Dans une salle d'exposition, les aquarelles et les huiles du peintre Samuel Godwin sont célébrées en sa présence. Un sourire de façade, une amabilité un peu forcée, il répond aux louanges des uns et des autres, s'astreignant à commenter et à objecter les interprétations personnelles des visiteurs.
"- Accordez-moi votre attention avant d'être pris d'assaut ! Je suis si curieuse… Dites-moi…"
Tous des poulpes, à le tirailler par la manche, à droite, à gauche…
"- La Sauvageonne. Elle m'intrigue beaucoup. Qui est-ce ?"
Samuel se retourne vers son tableau, il est absorbé par lui. Il pense…

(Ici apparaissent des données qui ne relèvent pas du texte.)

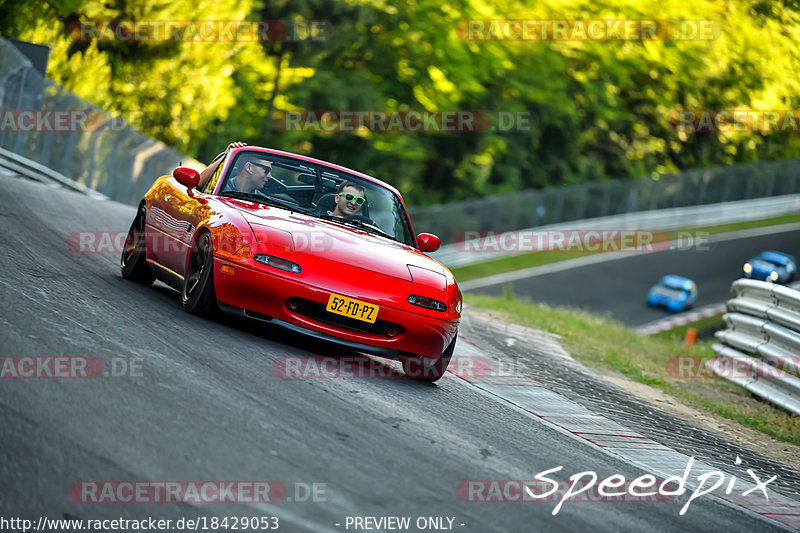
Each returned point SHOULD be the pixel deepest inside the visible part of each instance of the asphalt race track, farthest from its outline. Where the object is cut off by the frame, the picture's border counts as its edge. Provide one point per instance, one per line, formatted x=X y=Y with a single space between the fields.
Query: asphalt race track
x=619 y=288
x=205 y=404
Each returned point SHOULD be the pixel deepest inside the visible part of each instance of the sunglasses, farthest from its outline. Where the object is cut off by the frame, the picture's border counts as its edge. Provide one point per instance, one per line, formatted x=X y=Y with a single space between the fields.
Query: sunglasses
x=268 y=168
x=350 y=197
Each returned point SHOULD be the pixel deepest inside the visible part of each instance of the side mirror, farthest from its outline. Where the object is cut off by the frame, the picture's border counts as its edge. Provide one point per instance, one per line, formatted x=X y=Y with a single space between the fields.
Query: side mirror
x=428 y=242
x=188 y=177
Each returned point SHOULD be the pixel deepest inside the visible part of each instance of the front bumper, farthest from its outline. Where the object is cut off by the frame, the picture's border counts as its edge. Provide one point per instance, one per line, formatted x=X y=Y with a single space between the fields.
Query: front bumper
x=262 y=295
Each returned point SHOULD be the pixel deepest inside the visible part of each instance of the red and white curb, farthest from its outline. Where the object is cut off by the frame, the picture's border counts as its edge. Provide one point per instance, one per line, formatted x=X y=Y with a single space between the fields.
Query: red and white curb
x=680 y=319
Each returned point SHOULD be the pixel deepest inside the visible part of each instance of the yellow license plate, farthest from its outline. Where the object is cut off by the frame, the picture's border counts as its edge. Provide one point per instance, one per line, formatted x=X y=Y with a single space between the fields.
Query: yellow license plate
x=341 y=305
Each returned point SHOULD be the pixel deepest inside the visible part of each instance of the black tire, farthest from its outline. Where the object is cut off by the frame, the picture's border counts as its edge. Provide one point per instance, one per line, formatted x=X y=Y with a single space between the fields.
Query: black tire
x=428 y=369
x=132 y=262
x=198 y=294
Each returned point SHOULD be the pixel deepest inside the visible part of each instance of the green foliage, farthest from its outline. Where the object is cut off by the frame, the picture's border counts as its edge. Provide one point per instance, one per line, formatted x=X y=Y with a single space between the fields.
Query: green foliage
x=601 y=109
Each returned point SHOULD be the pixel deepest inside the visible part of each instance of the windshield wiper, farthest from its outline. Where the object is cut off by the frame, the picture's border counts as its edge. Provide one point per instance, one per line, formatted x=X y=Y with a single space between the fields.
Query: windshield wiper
x=263 y=199
x=360 y=224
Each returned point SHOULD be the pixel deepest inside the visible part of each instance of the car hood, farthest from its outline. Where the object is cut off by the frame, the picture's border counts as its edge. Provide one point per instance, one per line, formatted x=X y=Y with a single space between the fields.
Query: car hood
x=336 y=242
x=765 y=266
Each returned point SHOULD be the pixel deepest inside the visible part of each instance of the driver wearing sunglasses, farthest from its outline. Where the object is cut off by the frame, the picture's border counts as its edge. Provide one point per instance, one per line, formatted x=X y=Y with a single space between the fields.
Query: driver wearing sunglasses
x=254 y=173
x=349 y=199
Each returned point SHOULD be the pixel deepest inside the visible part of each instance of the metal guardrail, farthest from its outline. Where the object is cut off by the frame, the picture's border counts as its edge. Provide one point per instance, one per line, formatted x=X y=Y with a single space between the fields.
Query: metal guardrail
x=101 y=153
x=760 y=347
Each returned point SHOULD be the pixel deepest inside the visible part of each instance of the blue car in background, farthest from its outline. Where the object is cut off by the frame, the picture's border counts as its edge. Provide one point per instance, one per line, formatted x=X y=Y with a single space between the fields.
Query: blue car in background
x=676 y=293
x=772 y=266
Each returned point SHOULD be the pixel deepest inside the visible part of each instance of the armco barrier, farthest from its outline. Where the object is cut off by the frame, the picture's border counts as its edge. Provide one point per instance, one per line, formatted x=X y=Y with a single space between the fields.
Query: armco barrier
x=760 y=347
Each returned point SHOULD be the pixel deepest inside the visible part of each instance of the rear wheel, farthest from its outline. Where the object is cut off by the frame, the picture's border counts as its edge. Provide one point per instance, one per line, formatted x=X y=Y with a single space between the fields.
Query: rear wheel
x=132 y=262
x=428 y=368
x=198 y=294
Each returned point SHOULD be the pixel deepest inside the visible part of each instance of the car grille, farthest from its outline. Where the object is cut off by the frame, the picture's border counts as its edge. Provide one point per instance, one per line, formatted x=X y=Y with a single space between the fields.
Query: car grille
x=318 y=312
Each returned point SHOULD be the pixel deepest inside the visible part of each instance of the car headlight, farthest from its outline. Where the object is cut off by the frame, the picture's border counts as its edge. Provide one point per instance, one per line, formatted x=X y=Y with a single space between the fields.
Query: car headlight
x=427 y=303
x=278 y=262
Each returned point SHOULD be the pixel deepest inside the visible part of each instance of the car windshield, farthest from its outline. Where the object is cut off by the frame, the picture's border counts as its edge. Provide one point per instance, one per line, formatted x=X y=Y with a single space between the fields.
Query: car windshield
x=775 y=259
x=313 y=189
x=669 y=292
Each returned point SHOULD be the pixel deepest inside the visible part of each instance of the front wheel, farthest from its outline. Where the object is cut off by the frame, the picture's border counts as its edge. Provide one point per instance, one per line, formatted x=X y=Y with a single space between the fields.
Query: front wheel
x=429 y=369
x=198 y=294
x=133 y=263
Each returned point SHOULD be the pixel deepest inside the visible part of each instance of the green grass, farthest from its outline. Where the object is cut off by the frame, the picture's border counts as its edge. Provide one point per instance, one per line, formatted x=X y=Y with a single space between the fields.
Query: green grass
x=527 y=260
x=606 y=345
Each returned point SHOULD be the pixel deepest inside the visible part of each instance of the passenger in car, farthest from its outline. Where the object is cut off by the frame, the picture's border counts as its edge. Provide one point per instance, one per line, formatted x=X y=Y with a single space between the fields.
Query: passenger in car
x=349 y=199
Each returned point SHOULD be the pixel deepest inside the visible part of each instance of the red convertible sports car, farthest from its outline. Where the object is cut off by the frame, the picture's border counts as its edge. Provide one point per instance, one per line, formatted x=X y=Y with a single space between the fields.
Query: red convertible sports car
x=311 y=245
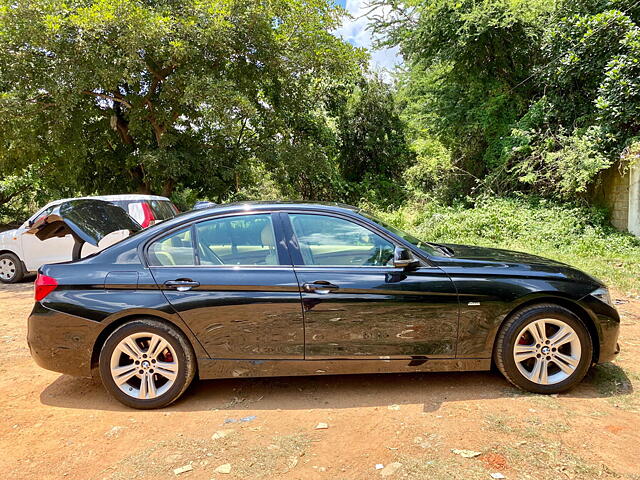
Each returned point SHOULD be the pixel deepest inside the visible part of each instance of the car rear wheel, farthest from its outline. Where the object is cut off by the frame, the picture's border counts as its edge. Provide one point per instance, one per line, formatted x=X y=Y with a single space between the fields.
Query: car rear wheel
x=11 y=270
x=146 y=364
x=544 y=349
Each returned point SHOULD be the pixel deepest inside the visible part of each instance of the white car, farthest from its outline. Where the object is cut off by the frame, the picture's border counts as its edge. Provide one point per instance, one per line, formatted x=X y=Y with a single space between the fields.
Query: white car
x=22 y=253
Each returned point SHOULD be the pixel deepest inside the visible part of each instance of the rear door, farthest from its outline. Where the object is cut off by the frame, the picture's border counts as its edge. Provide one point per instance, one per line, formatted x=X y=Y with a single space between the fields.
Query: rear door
x=232 y=282
x=357 y=304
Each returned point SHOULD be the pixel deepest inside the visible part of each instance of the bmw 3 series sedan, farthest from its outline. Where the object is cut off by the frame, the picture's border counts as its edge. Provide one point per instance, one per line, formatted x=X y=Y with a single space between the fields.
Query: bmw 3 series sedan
x=272 y=289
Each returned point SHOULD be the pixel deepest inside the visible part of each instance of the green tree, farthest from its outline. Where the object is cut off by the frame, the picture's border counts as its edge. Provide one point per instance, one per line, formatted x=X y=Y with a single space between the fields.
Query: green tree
x=116 y=95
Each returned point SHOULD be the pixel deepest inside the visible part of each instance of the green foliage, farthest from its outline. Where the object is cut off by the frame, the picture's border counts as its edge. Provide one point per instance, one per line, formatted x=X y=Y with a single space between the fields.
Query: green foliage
x=573 y=234
x=531 y=96
x=154 y=96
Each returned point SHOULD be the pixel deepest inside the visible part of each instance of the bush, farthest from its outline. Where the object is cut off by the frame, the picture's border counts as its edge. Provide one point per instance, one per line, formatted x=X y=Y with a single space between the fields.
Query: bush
x=577 y=235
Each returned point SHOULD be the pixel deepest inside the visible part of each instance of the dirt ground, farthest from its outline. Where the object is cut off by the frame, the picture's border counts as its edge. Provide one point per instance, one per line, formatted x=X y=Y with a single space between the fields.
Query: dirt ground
x=56 y=426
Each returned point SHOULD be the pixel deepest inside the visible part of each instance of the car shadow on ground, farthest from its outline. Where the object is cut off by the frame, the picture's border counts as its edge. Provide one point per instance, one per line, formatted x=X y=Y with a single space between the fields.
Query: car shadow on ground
x=431 y=390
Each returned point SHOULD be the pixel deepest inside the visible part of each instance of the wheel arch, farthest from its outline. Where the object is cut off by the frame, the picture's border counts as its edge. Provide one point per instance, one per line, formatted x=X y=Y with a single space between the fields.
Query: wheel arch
x=570 y=305
x=115 y=324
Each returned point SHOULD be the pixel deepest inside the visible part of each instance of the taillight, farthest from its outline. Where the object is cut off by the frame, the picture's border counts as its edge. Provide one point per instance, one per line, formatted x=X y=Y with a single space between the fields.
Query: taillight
x=44 y=285
x=148 y=215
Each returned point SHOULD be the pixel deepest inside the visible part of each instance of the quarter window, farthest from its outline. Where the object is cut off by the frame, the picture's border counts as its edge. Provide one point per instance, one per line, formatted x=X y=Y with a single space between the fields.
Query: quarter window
x=174 y=250
x=242 y=240
x=325 y=240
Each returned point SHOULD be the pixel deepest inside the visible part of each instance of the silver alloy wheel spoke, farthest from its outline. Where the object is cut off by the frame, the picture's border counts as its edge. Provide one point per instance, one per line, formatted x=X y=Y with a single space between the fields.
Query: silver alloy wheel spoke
x=124 y=374
x=145 y=374
x=524 y=352
x=537 y=330
x=549 y=365
x=157 y=345
x=167 y=370
x=129 y=347
x=566 y=363
x=564 y=335
x=7 y=269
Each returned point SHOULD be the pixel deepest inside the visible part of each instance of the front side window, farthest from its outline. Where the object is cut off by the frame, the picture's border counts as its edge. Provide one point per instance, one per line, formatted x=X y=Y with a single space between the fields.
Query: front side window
x=242 y=240
x=326 y=240
x=174 y=250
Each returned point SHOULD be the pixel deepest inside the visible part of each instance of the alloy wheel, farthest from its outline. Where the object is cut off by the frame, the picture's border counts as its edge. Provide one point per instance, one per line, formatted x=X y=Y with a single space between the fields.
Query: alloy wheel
x=547 y=351
x=144 y=365
x=7 y=269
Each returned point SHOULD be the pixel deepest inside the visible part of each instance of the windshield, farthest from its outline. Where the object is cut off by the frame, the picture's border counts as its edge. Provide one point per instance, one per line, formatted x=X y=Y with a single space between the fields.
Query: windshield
x=424 y=246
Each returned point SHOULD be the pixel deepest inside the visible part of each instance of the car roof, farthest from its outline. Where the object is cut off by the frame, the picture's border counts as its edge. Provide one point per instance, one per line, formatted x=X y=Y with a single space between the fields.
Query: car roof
x=278 y=205
x=257 y=206
x=109 y=198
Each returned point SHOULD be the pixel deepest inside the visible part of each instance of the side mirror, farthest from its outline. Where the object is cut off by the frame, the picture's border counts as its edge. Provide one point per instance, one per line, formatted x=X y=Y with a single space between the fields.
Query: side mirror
x=403 y=258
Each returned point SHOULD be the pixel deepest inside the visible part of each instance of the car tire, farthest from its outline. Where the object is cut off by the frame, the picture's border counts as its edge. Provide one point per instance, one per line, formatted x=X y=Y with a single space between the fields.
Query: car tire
x=11 y=269
x=147 y=364
x=544 y=349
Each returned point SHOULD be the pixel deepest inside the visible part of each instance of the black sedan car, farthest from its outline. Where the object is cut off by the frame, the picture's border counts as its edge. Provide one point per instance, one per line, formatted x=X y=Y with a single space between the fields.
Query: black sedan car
x=268 y=289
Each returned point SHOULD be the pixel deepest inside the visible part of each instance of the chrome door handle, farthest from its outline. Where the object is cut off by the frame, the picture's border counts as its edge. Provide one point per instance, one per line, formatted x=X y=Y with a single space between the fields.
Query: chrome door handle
x=319 y=287
x=181 y=285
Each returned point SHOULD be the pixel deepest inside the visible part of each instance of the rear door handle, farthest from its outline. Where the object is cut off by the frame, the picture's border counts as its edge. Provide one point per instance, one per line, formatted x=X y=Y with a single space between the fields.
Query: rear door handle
x=182 y=284
x=319 y=286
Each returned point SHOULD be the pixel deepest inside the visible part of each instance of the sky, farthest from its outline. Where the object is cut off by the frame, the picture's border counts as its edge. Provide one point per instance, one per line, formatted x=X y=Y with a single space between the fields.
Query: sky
x=355 y=32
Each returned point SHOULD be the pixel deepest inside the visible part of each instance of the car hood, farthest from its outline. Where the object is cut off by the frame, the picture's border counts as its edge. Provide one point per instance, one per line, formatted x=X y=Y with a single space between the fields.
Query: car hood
x=86 y=219
x=471 y=256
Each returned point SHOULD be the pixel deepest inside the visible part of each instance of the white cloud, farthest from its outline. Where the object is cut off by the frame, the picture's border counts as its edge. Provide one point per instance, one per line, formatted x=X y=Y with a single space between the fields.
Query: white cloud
x=355 y=31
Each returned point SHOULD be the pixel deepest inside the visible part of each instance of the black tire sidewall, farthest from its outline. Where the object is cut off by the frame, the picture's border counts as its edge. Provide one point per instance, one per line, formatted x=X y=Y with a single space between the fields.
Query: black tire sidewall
x=170 y=335
x=19 y=275
x=511 y=336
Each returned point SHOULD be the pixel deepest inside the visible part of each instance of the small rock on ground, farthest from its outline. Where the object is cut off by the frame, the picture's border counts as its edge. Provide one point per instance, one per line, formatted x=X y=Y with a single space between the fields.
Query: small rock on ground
x=225 y=468
x=184 y=469
x=390 y=469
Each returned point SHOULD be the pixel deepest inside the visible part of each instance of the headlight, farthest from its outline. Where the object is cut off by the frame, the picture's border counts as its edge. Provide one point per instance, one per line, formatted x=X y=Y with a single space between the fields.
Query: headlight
x=602 y=294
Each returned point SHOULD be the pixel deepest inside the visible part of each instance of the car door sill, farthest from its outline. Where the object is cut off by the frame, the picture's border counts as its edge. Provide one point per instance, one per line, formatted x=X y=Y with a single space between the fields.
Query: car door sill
x=234 y=368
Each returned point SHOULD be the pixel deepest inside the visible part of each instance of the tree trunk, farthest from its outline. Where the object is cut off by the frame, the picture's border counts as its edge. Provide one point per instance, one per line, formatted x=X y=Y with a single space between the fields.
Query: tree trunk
x=167 y=187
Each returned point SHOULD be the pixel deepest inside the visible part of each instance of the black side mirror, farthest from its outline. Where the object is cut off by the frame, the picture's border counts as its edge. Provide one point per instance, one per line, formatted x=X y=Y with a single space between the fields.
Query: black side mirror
x=403 y=258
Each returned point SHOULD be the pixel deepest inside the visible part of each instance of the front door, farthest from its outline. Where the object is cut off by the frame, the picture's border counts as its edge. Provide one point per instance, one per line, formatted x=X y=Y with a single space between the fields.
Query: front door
x=233 y=285
x=357 y=305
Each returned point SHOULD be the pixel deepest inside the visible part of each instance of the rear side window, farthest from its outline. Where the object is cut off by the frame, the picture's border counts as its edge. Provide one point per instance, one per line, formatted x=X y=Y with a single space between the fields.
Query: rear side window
x=162 y=210
x=174 y=250
x=242 y=240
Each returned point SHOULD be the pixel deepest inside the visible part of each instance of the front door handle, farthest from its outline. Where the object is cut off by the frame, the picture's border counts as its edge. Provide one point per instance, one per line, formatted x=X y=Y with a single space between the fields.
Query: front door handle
x=319 y=286
x=181 y=284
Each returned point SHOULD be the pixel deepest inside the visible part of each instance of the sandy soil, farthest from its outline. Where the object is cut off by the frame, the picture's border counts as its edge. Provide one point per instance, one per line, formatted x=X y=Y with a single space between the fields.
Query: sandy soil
x=56 y=426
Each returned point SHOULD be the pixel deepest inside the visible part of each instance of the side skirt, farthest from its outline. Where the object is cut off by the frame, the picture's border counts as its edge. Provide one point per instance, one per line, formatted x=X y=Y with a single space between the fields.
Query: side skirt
x=231 y=368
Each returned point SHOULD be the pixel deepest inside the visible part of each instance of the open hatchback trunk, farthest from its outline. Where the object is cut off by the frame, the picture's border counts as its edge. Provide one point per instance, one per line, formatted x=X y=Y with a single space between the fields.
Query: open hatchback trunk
x=86 y=220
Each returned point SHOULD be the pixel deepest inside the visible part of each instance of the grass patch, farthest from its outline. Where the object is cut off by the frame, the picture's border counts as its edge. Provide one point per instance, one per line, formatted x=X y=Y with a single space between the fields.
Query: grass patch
x=551 y=459
x=277 y=458
x=425 y=468
x=576 y=235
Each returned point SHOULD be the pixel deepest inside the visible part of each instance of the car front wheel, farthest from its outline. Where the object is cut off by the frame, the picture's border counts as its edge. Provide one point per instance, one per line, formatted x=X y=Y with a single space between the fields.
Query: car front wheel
x=544 y=349
x=11 y=270
x=147 y=364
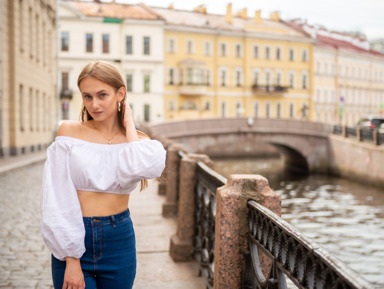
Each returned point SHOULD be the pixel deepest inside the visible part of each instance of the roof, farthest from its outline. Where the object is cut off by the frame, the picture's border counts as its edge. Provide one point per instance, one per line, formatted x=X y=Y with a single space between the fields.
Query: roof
x=115 y=10
x=195 y=19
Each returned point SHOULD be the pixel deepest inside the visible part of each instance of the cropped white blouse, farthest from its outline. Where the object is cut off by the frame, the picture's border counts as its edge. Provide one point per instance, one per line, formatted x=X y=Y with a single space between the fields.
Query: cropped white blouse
x=73 y=164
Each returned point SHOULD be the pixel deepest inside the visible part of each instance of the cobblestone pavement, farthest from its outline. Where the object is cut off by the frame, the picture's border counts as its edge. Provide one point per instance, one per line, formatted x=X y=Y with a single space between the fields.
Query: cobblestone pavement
x=24 y=259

" A l'autre bout de la galerie, dans son cadre d'ébène, ma Sauvageonne m'observe. Son expression est gravée dans la cire brûlante de mes pensées, c'est mon pinceau qui a formé chaque nuance de ses traits, et pourtant je ne puis la regarder sans éprouver à chaque fois une nouvelle morsure de chagrin. Sur ses épaules tombent ces cheveux dont j'ai pris tant de plaisir à reproduire les reflets extraordinairement riches – couleur de châtaigne fraîche offerte à la lumière dans sa bogue encore entrouverte, de feuilles de hêtre jonchant la neige, de piécette patinée par le temps, d'aile de faucon. Ses yeux, ni vraiment verts ni vraiment bleus, s'accrochent aux miens avec une expression jubilatoire qui semble un appel. Voilà pourquoi je l'ai peinte : pour retenir à jamais cet instant, et les promesses qu'il contenait."
Se retournant vers l'inquisitrice…
" Elle est elle-même… Quelqu'un que j'ai connu il y a de longues années."

Juin 1898, Fourwinds

Samuel Godwin se retrouve face à la grille d'une propriété ; Fourwinds. La nuit est sombre et les arbres sont des tentacules menaçants. le portail en s'ouvrant prononce un grincement oxydé.
Jeune étudiant en peinture, d'une famille devenue modeste suite au décès du patriarche, il doit subvenir à ses besoins en travaillant. Dans cette demeure, il aura la tâche d'apprendre le dessin et la peinture aux deux filles de son nouvel employeur Monsieur Ernest Farrow, un veuf très fortuné, séduit par le talent prometteur du jeune homme.
La première rencontre avec l'une d'elles est violente. Dans l'obscurité, il perçoit un cri d'horreur qui le glace. Essayant de se maîtriser, il avance lorsqu'un corps le percute.
C'est une silhouette vêtue d'une cape qui s'accroche à lui brutalement et lui demande de l'aide d'une voix apeurée et hystérique.
" Vous l'avez vu ?… Je ne peux pas arrêter de chercher tant qu'il rôde par ici… le Vent d'Ouest ! Il faut le trouver… le capturer et le mettre à l'abri !"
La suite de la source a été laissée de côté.